Posted to j-users@xerces.apache.org by "Jesus (John) Salvo Jr." <jo...@softgame.com.au> on 2001/11/26 08:05:26 UTC
Unicode characters written as ? in XML file
Xerces J 1.4.4.
I am trying to convert an existing Unicode text file ( sampleutf16.txt )
into XML.
Attached is my sample program UnicodeTest.java ( Set the first parameter as
the name of the input text file, the second parameter the name of the output
XML file. )
The output ( sample.xml ) that I get is:
<?xml version="1.0" encoding="UTF-8"?>
<trivia-questions>
<question ask="??2001??????????????????????????"/>
</trivia-questions>
What I was expecting was something like ( for sampleutf16.txt ):
<?xml version="1.0" encoding="UTF-8"?>
<trivia-questions>
<question ask="截止2001年.........."/>
</trivia-questions>
( See section 1.1 of http://www.unicode.org/unicode/reports/tr20/ )
I got the "&#x" values using "watch expression [ and show as Hex ]" in
JBuilder while debugging.

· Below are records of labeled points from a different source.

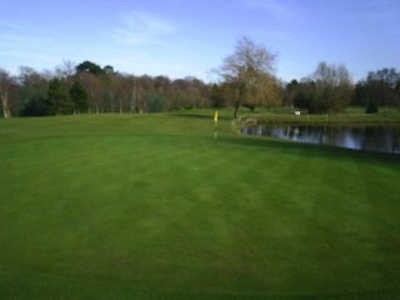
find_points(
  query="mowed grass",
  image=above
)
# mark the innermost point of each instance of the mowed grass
(157, 207)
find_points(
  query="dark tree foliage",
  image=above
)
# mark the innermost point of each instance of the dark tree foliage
(90, 67)
(58, 97)
(36, 107)
(79, 97)
(217, 96)
(380, 88)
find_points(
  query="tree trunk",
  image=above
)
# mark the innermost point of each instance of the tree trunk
(235, 113)
(6, 109)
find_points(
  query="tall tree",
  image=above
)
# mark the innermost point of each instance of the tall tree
(79, 97)
(6, 81)
(246, 71)
(59, 98)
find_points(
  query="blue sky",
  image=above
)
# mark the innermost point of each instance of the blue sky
(180, 38)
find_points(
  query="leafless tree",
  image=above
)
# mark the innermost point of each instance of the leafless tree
(6, 82)
(248, 72)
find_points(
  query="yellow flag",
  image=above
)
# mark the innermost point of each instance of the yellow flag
(216, 116)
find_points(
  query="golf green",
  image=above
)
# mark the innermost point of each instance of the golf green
(169, 206)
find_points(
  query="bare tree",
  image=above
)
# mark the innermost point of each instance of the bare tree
(6, 81)
(247, 71)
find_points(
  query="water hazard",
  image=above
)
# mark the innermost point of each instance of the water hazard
(369, 138)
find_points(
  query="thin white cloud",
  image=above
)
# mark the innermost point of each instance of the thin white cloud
(141, 28)
(275, 7)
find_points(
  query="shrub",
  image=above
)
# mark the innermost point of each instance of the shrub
(372, 107)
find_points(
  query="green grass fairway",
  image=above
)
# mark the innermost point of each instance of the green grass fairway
(155, 207)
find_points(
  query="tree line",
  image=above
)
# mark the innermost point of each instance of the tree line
(247, 78)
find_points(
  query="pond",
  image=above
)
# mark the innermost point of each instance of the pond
(367, 138)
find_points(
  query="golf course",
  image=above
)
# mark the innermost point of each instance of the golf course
(172, 206)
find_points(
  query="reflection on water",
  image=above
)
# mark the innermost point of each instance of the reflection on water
(380, 139)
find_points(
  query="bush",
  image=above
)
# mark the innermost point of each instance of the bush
(372, 107)
(36, 107)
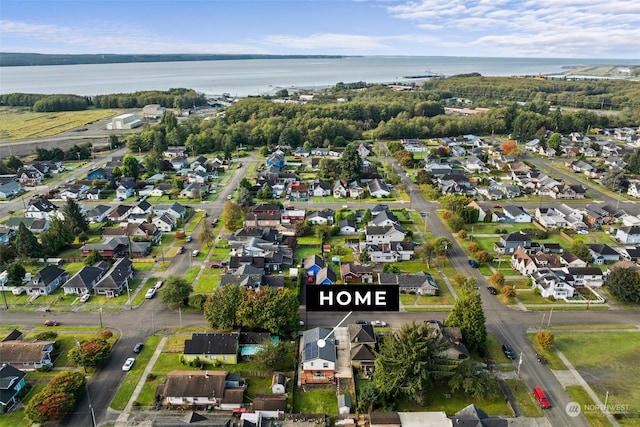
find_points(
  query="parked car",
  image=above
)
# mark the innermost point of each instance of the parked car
(508, 351)
(541, 398)
(128, 364)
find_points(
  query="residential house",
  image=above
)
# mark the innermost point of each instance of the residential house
(386, 234)
(26, 355)
(378, 188)
(321, 217)
(203, 389)
(125, 189)
(275, 159)
(111, 247)
(223, 347)
(508, 243)
(9, 189)
(340, 189)
(551, 284)
(41, 208)
(363, 341)
(11, 382)
(98, 213)
(164, 222)
(451, 337)
(326, 276)
(603, 253)
(84, 280)
(100, 174)
(571, 260)
(421, 283)
(320, 188)
(120, 213)
(347, 226)
(116, 280)
(516, 214)
(356, 273)
(628, 235)
(47, 280)
(586, 276)
(318, 362)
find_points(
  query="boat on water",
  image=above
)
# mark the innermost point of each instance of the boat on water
(426, 75)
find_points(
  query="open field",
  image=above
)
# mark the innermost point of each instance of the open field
(17, 124)
(614, 371)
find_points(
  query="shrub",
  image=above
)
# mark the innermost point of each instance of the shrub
(508, 291)
(544, 339)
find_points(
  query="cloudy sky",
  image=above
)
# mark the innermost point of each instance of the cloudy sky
(507, 28)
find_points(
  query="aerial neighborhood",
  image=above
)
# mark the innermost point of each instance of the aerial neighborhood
(200, 251)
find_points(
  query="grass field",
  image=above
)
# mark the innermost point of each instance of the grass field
(614, 371)
(21, 124)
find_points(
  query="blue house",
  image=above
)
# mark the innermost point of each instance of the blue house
(11, 382)
(313, 265)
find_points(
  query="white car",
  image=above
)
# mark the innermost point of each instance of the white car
(128, 364)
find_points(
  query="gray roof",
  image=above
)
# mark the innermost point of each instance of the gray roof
(311, 349)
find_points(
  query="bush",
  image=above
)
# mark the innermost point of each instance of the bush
(544, 339)
(47, 336)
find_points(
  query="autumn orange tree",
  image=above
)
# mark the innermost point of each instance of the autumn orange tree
(508, 147)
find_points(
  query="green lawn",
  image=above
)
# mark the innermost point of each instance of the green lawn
(133, 376)
(594, 418)
(524, 398)
(614, 371)
(315, 402)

Also compared that with the hex editor. The sample
program reads in the unicode text file into the variable "line" all fine.
I have also tried reading in an UTF8 file ( sampleutf8.txt ) by replacing
the the following line the UnicodeTest.java from:
InputStreamReader isr = new InputStreamReader( new FileInputStream(
inputFile ), "UTF-16" ); // You cant use this with sampleutf8.txt
to:
InputStreamReader isr = new InputStreamReader( new FileInputStream(
inputFile ), "UTF-8" ); // You cant use this with sampleutf16.txt
...with the same results.
What am I doing wrong?
John